Indiana’s new property tax system will result in an approximately $303 million reduction over the course of three years for Lake, Porter and LaPorte counties, according to the state’s Legislative Services Agency.
Lake County will see a reduction of $32.9 million in 2026, $37.2 million in 2027 and $165.1 million in 2028 for a total of $235.2 million in three years. Northern Lake County will see the highest reduction in property tax dollars in Northwest Indiana, said Beth Shrader, a planner and project manager with SEH, which along with Baker-Tilly, and Development Economic Finance held a Lunch & Learn session about the fiscal and planning challenges for cities and towns in Porter and Lake County in the wake of Indiana Senate Enrolled Act 1 (SEA 1).
Porter County will see a reduction of $13.7 million in 2026, $14.5 million in 2027 and $21.4 million in 2028 for a total of $49.6 million in three years, LaPorte County will see a reduction of $5.3 million in 2026, $6.3 million in 2027 and $6.5 million in 2028, for a total of $18.1 million in three years, according to LSA.
Jason Semler, principal with Baker Tilly Municipal Advisors, said overall the new property tax system will benefit property owners but hurt local government funding.
“We’re going to hurt,” Semler told the crowd of around 35 municipal officials. “The less that they have to pay, the less money we receive.”
Senate Enrolled Act 1 established a new property tax system by saving two-thirds of taxpayers up to $300 on their 2025 property tax bill while local governments, school districts, libraries and other units will lose $1.4 billion through 2028.

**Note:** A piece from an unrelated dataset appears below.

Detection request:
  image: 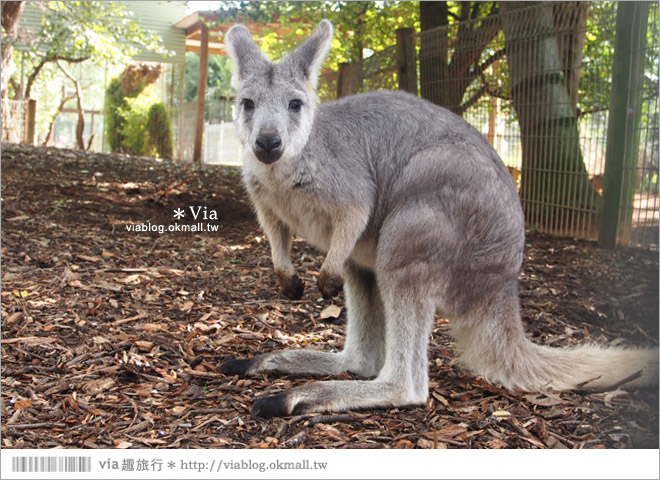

As the bill moved through the legislature, county, city, and school leaders came to the legislature to testify about its financial impacts. Legislators told the local leaders that they could lean on local income tax to make up any budgetary shortfalls.
Semler said Tuesday the legislature took the local income tax structure and “threw it out and started over.”
The local income tax, effective July 1, 2027, will decrease from 3.75% to 2.9%, Semler said. The 2.9% has to be allocated as follows: 1.2% for county general revenue, 0.4% for EMS and fire departments, 0.2% for townships and libraries, he said.
Local income tax councils will be eliminated beginning July 1, 2027, and all local income tax rates have to be affirmed by Oct. 1, 2027, to continue into 2028, Semler said. Starting in 2031, the local income tax rates must be adopted annually by county councils, he said.
In Porter County, state law requires a portion of the local income tax to go toward the Northwest Indiana Regional Development Authority, said Portage Mayor Austin Bonta. He asked how that will be impacted under the new property tax law.
Porter County will have to continue making that payment from its local income tax, Semler said.
Hobart Mayor Josh Huddlestun asked about implementing the local income tax changes in cities and towns that have different zip codes. Hobart has four zip codes, he said, including people who have a Merrillville address but live in the corporate boundaries of Hobart.
“We’re going to have to throw darts at a map,” when calculating local income tax rates, Huddlestun said. “It’s a nightmare.”
Officials at the Indiana Department of Revenue have said that won’t be known for a couple of years, Semler said. But, Semler said that’s a good point because someone with a Valparaiso address doesn’t necessarily live in city limits, so the tax allocations have to be looked at.
“That is something that’s going to have to be worked out,” Semler said.
Local leaders can begin preparing and mitigating the fiscal impact under the new property tax system by reviewing revenue projections, preparing a budget outlook, collaborating, creating a capital improvement plan, getting creative and communicating, Shrader said.
A capital improvement plan typically projects five years out, Shrader said, and highlights specific projects, which includes linking the projects to budgets and timelines. Capital improvement plans also help build trust with the community, she said.
Local officials could also apply for grants at the federal, state and private levels to help fund various projects, said SEH associate planner Nate Day.
Another option local officials have to finance big projects amid decreased revenue streams has been lease purchase financing, Shrader said, which is a public-private partnership to complete a project without immediate costs
Local officials have used lease purchase when traditional bond options are “less attractive,” Shrader said.
“A lot of that risk is mitigated through that agreement,” Shrader said.
Since 2019, Indiana has allowed for residential tax increment financing, which captures the assessed value of new residential developments, like new construction or age-restricted housing, said Dan Botich, the president for Development Economic Finance Consulting.
Under the residential TIF, communities could use the funds from the captured assessed value to finance public safety or capital expenditure, Botich said. Another benefit, Botich said, the developer has to put in public improvements — sewer, streets, lighting, parks — around the residential project.
Local leaders have to start preparing for the upcoming change to the property tax system, Shrader said.
“You need to make sure you’re reassessing all of your funding options. You’re shaking out the couch cushions trying to find any grants, any loans, any other opportunities that you left on the table in the past. If nothing else, to assure the people that you are communicating these issues, these changes and how they’re going to impact you that you have looked at all options,” Shrader said.